In Modern Painters, Ruskin analyses in extraordinary detail the description of clouds in all shapes and forms and in all possible combinations with the landscape. Constable did numerous cloud studies. Logically enough, an iconographic system of cloudiness has developed in Kenna’s work, in which clouds play a double game. Clouds —as Bachelard discusses at length— have a physical substance, but for human beings pinned to the ground they are the stuff of imagination, a springboard for meditation, a ductile magma that lends itself to the wildest fantasies. “Our imaginary desire latches onto an imaginary form filled with an imaginary substance.” Clouds combine poetic fascination, thickness and lightness, and bring us face-to-face with constantly moving forms which drift like a dreamer’s mind. Photography is not kinetic, in principle it is unable to recreate the dynamic process of transformation which takes place over time. It combines the unity of time and unity of place and implies that the time of the photographed object would be that of the past, not of a passage.
 
The photograph is essentially a temporal instrument, but it is too often assimilated to a snapshot, leaving aside the question of its real temporal content. In addressing this question, we seem to be straying from the point, but the physiognomy of clouds in Kenna’s work brings us on the contrary back to the core of the problem.

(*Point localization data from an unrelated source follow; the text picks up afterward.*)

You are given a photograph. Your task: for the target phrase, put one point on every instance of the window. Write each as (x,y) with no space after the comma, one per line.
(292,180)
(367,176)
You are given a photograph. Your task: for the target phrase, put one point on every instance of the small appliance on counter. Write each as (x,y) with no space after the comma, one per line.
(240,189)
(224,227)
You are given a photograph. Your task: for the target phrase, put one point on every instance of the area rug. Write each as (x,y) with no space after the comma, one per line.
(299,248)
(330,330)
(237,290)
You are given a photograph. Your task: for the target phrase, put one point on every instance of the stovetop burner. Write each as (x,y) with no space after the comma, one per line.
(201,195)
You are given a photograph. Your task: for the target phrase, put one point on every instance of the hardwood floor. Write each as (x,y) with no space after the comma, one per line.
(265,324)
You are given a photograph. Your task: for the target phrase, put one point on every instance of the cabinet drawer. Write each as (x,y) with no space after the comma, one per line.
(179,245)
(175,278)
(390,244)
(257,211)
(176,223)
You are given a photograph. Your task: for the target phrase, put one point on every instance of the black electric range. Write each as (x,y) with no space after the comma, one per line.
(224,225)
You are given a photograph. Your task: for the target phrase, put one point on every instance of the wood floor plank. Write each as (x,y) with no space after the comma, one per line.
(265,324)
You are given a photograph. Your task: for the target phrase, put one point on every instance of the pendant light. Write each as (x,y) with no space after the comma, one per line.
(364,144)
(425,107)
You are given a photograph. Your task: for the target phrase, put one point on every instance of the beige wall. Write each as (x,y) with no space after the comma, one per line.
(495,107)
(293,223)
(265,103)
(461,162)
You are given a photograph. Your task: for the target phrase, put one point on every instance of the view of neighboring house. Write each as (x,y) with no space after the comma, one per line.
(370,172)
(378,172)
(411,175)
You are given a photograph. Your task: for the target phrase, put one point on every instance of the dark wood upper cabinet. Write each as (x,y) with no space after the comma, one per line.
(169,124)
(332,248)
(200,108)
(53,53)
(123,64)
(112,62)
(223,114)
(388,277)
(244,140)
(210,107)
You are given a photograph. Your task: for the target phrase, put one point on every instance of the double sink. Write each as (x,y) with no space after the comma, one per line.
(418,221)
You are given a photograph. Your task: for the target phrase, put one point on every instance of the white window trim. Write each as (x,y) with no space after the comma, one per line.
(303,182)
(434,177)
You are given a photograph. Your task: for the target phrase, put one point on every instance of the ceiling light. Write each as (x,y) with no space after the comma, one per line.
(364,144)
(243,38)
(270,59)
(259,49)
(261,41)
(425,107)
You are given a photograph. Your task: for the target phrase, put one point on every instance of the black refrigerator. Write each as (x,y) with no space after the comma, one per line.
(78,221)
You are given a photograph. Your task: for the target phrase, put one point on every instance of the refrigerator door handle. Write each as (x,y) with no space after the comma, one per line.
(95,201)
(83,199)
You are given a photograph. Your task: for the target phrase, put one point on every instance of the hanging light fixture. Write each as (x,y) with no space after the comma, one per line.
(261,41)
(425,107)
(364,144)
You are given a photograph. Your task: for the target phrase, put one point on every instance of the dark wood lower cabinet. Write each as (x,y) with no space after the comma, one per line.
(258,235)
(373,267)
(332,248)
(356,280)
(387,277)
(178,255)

How can we show the coagulation, agglomeration, gradation, fraying, spreading and budding of cloud forms, how can we show the presence of light and the movement of light sources, in short how can we show cosmic dynamics except by capturing them in the duration of a long exposure, and therefore in extended time? Kenna’s exposures range from a fraction of a second to several hours… Fleeting and lasting phenomena, speed and immobility combine in night or twilight photographs, in which the materialization of duration shows what is usually invisible; the representation of the path of meteors resuscitates the idea of the sublime. “Movement, rendered sublime by force, can be suggested only with the help of arrested movement. What is limited is sublime, not what limits.”

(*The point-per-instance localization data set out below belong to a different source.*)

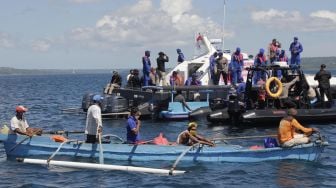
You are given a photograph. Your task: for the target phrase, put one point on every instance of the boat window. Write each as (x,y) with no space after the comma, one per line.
(193,67)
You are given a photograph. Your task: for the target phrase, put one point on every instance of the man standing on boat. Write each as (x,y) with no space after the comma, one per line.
(133,126)
(222,68)
(114,83)
(272,50)
(180,57)
(283,56)
(94,125)
(295,49)
(212,62)
(287,134)
(146,66)
(161,70)
(236,66)
(323,77)
(260,61)
(190,137)
(19,123)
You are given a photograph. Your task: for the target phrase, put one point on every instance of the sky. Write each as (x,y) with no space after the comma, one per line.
(113,34)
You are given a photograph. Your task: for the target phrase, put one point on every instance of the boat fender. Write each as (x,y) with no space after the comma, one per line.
(279,86)
(270,142)
(58,138)
(160,140)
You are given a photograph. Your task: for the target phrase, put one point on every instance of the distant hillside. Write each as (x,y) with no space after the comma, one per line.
(13,71)
(308,63)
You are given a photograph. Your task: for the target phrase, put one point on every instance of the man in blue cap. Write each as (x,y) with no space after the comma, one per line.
(236,66)
(323,77)
(94,125)
(146,68)
(295,49)
(180,57)
(212,66)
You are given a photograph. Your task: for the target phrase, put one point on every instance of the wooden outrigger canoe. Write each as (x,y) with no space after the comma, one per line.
(44,146)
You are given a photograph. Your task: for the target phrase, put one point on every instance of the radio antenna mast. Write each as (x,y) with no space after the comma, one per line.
(224,12)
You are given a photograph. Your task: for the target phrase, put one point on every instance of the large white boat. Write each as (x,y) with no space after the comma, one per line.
(200,64)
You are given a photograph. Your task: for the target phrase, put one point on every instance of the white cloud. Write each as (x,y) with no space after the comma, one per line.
(84,1)
(295,21)
(6,41)
(273,16)
(41,45)
(142,24)
(324,14)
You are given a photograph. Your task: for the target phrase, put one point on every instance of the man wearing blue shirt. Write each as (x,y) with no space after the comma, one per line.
(295,49)
(133,126)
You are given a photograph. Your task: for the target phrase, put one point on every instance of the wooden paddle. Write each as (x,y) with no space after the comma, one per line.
(101,152)
(63,132)
(244,137)
(59,147)
(16,145)
(180,157)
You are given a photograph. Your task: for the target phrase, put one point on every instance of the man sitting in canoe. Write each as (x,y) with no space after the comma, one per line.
(190,137)
(287,134)
(133,126)
(19,124)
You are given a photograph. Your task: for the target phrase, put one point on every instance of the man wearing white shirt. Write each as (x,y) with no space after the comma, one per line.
(19,124)
(94,120)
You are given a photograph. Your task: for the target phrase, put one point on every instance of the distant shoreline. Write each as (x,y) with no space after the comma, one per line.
(308,64)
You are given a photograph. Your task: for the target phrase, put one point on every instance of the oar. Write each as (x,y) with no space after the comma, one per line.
(101,154)
(243,137)
(99,166)
(63,132)
(59,147)
(180,157)
(16,145)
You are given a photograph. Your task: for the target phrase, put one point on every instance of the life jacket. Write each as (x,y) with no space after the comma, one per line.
(160,140)
(273,48)
(238,57)
(270,142)
(261,59)
(283,58)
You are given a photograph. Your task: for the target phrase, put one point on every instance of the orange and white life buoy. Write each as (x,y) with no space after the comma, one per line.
(278,84)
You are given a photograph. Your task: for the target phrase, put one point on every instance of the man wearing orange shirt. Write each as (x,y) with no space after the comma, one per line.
(287,134)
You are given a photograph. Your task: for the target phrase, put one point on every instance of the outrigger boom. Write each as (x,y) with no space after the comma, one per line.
(100,166)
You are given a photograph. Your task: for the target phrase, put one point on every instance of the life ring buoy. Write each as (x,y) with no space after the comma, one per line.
(268,89)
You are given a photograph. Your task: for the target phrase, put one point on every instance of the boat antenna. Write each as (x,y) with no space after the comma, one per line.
(224,11)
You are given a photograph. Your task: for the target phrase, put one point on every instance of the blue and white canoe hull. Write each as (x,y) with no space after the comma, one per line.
(43,147)
(176,110)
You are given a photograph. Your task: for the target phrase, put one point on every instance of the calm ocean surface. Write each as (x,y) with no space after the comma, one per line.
(47,95)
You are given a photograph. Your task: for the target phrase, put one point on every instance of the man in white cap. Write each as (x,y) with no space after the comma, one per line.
(19,124)
(94,124)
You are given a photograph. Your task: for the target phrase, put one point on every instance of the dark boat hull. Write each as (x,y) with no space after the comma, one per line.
(273,116)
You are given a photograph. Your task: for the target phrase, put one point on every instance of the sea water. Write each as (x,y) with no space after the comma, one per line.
(47,96)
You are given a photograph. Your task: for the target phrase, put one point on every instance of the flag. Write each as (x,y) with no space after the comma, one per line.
(199,40)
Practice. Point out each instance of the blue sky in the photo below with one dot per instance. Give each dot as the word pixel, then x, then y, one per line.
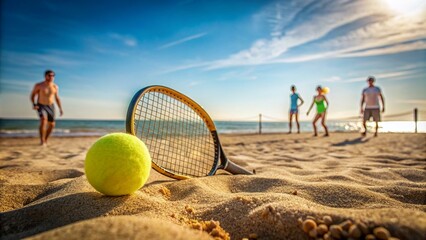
pixel 236 58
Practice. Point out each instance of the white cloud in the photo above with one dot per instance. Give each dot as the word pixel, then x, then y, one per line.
pixel 413 101
pixel 333 79
pixel 322 28
pixel 183 40
pixel 125 39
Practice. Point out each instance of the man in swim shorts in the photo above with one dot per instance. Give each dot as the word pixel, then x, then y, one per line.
pixel 370 96
pixel 46 93
pixel 294 108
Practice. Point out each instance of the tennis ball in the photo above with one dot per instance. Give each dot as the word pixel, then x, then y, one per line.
pixel 117 164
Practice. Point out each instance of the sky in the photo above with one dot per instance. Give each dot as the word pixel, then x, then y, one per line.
pixel 237 59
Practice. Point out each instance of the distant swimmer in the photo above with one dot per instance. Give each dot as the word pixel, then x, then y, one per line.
pixel 294 108
pixel 322 104
pixel 46 93
pixel 370 96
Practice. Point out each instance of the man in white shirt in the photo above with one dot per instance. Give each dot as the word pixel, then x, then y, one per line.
pixel 370 96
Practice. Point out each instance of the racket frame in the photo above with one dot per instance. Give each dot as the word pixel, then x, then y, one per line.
pixel 219 153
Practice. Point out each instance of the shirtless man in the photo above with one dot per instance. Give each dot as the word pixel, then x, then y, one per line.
pixel 371 96
pixel 47 93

Photography reveals the organic link between water and sky, their common origin in the original, infinite maelstrom of the elements.
 
 

The earth

In Kenna’s images, the earth is seldom “earthy.” It is rocky —the rock which like the tree makes a vertical link between the ground and the sky— sandy, snowy, powdery, dusty, barren, stony, all facies that function as a base for the composition or a background forthe image, adding to the beauty of the print and the movement of forms, just an alibi. Kenna is the photographer of air, water and light; the earth is relegated to a secondary role, incarnated in a metonymic tree which plunges its roots into the soil and carries it skywards. Water, earth and sky reveal the forces at work within the work: mobility and immobility, dynamism and contemplation, amorphism and energy, the vertical and the horizontal, solid and void, most beautifully expressed in his photographs of Asia. The “meteorological beauty” which is fundamental to Kenna’s aesthetics links the mythological content of the elements, the sensitive surface of a photograph and light traveling from the depths of the cosmos to create a living, breathing image.